Mr. Johns alleges that his firing in October 2007 was in retaliation for digging up information on problems in the building department.
"What motivated me to file the ... request was that I felt Charles Marsala had made one statement too many that I consider to be derogatory in nature," Mr. Johns told The Almanac.
Mr. Johns took issue with Mr. Marsala's recent comments praising City Attorney Marc Hynes for "putting Mr. Johns on the defensive" by asking the San Mateo County District Attorney's Office to investigate Mr. Johns for allegedly using town time and resources for his outside consulting jobs.
The district attorney's office declined to press charges, but while the investigation was ongoing this spring, Mr. Johns was forced to withdraw his wrongful termination lawsuit or risk incriminating himself in the criminal investigation.

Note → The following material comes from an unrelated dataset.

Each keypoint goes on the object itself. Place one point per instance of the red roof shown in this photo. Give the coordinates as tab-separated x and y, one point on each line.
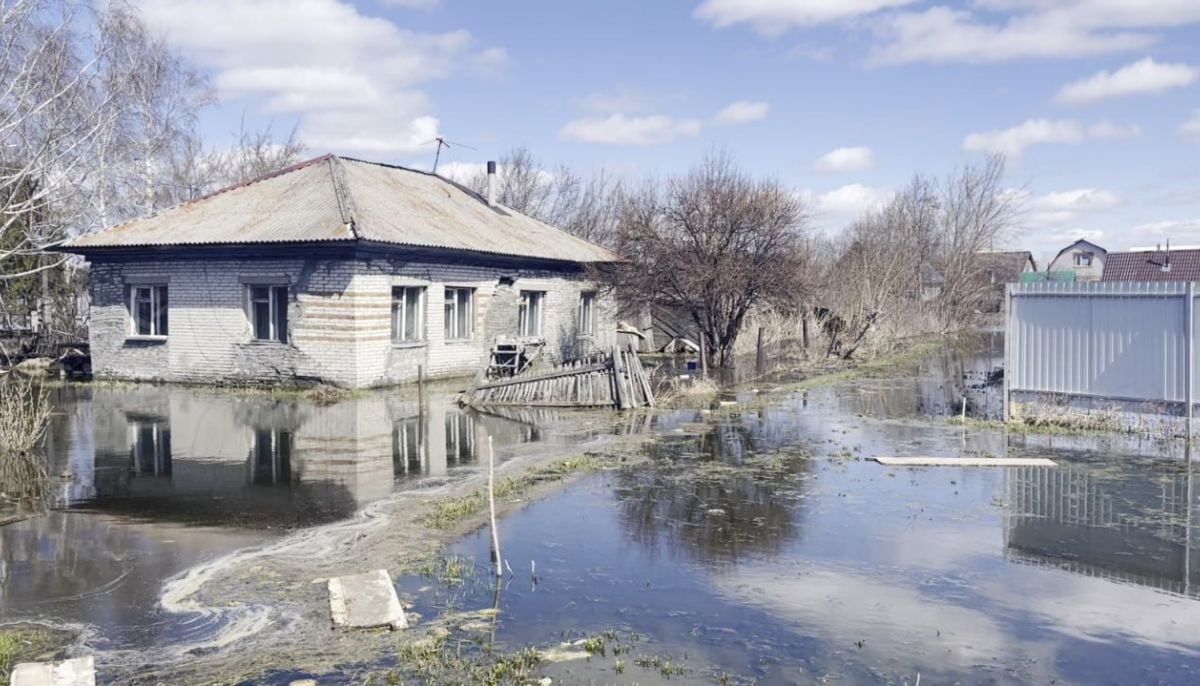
1152	265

Mr. Johns re-filed the lawsuit in June, alleging that his civil rights were violated, but withdrew it in August.
"I would hope that Councilman Marsala learns to be more judicious with his comments to the press, and by doing so, he's less likely to jeopardize his own career," Mr. Johns said.
Mr. Marsala objected to Mr. Johns' claim that he launched his own investigation into Mr. Johns' conduct at the same time that the town was doing its personnel investigation.

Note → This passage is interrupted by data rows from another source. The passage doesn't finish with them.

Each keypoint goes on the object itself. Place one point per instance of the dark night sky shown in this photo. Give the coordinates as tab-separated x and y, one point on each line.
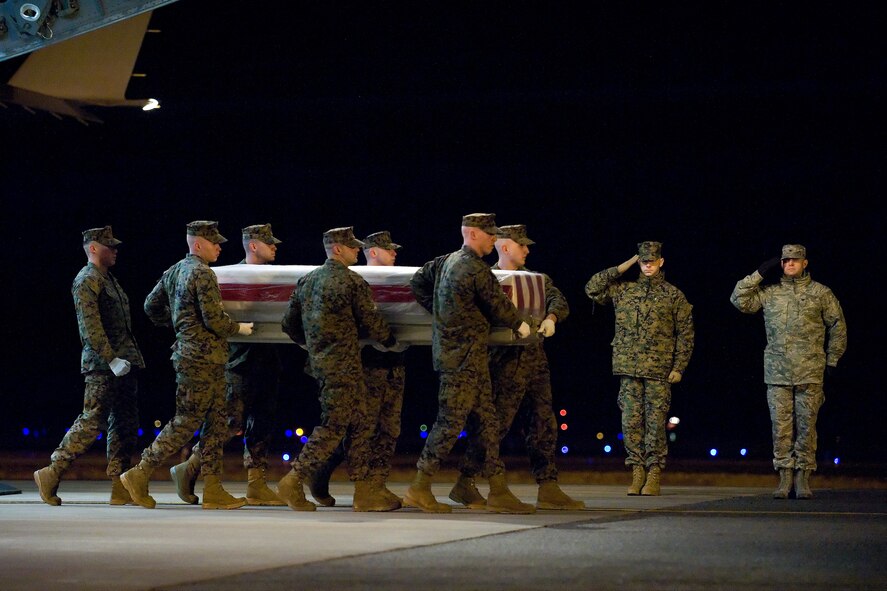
723	134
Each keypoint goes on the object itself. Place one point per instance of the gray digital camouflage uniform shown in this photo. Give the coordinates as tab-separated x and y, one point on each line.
329	311
654	336
798	312
521	382
187	296
105	325
465	299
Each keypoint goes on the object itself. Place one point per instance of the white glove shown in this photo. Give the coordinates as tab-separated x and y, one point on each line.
547	328
120	367
399	347
523	330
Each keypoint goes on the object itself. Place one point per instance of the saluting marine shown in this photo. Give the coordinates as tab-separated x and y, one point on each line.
798	315
651	349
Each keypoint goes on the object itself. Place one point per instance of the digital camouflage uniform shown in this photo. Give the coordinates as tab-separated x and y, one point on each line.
252	378
798	312
522	391
654	336
105	325
464	298
188	297
329	311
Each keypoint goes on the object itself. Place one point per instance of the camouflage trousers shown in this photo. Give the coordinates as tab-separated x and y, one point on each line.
644	404
108	402
464	401
793	412
522	396
200	400
384	404
250	408
343	413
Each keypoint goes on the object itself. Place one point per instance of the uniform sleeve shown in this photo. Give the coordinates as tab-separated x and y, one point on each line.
157	305
422	284
555	301
209	301
748	296
369	320
89	318
292	318
603	285
493	302
685	334
836	327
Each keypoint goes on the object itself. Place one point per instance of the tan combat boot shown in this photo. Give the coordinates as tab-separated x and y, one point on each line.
290	490
135	480
379	482
47	480
257	491
119	494
651	488
802	486
465	492
638	478
785	484
552	497
319	486
185	476
369	497
502	500
419	495
216	497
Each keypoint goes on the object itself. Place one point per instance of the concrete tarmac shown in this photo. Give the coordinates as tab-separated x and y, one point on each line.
688	538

"I don't know if I did an investigation. I requested his credit card charges, which we should be looking at anyway, and then some purchase orders," Mr. Marsala said. "I backed those up with a couple of e-mails. I didn't interview any people."

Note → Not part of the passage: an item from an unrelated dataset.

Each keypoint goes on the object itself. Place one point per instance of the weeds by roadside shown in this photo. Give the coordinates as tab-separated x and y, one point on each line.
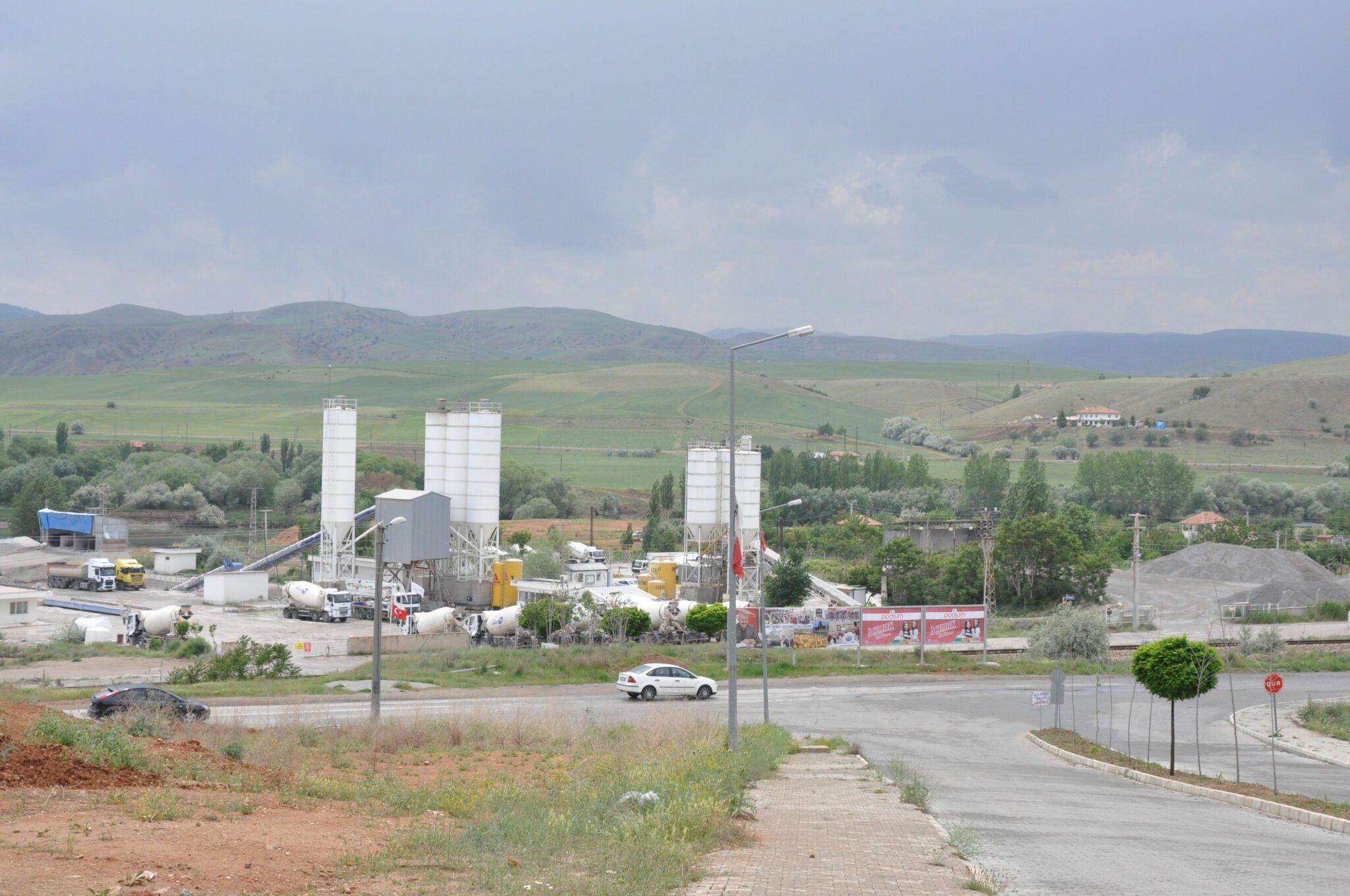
914	786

Mr. Marsala said he's concerned by the scope of Mr. Johns' records request, and questions how he knows of the existence of some of the documents he is requesting.
"I feel it's a ploy to have the town encumber a huge expense (filling the records request) in order to seek a settlement from us," Mr. Marsala said.
Ms. Lewis, the council candidate, said she was shocked to learn that permits and documents associated with the construction of her home were part of Mr. Johns' records request.
"I can only suspect that, in some way, he's trying to dig something up to discredit me or slander me, because I'm running for town council," she said.
Ms. Lewis said she was unaware of any problems regarding the tear-down of most of her old house at the corner of Alejandra and Emilie avenues.
"We built a house according to all zoning and building code regulations that the town of Atherton required us to," she said. "Mike Wasmann, who's now the head building official, was our regular inspector and he signed off on all the building permits."
Mr. Wasmann confirmed to The Almanac that he's unaware of any problems or questions regarding Ms. Lewis' building project. Calculating fees and checking for zoning issues would have been handled by then-building official Mike Hood, he said.
Mr. Johns said he discovered apparent discrepancies in the building department's electronic permit records, having to do with the permit extension, scope of the work and features of the residence.
"Perhaps these apparent anomalies are nothing more than harmless technical violations or shoddy record-keeping on the part of the Building Department," he said in an e-mail to Ms. Lewis that he forwarded to The Almanac.
It's not the first time the legality of completed home construction projects have been questioned. Similar allegations were made about remodeling projects done by council members Marsala and Jim Janz, and an anonymous letter to the Planning Commission in July 2007 made public the fact that a portion of former Councilman Alan Carlson's roof peak was 7 inches over the town's height limit.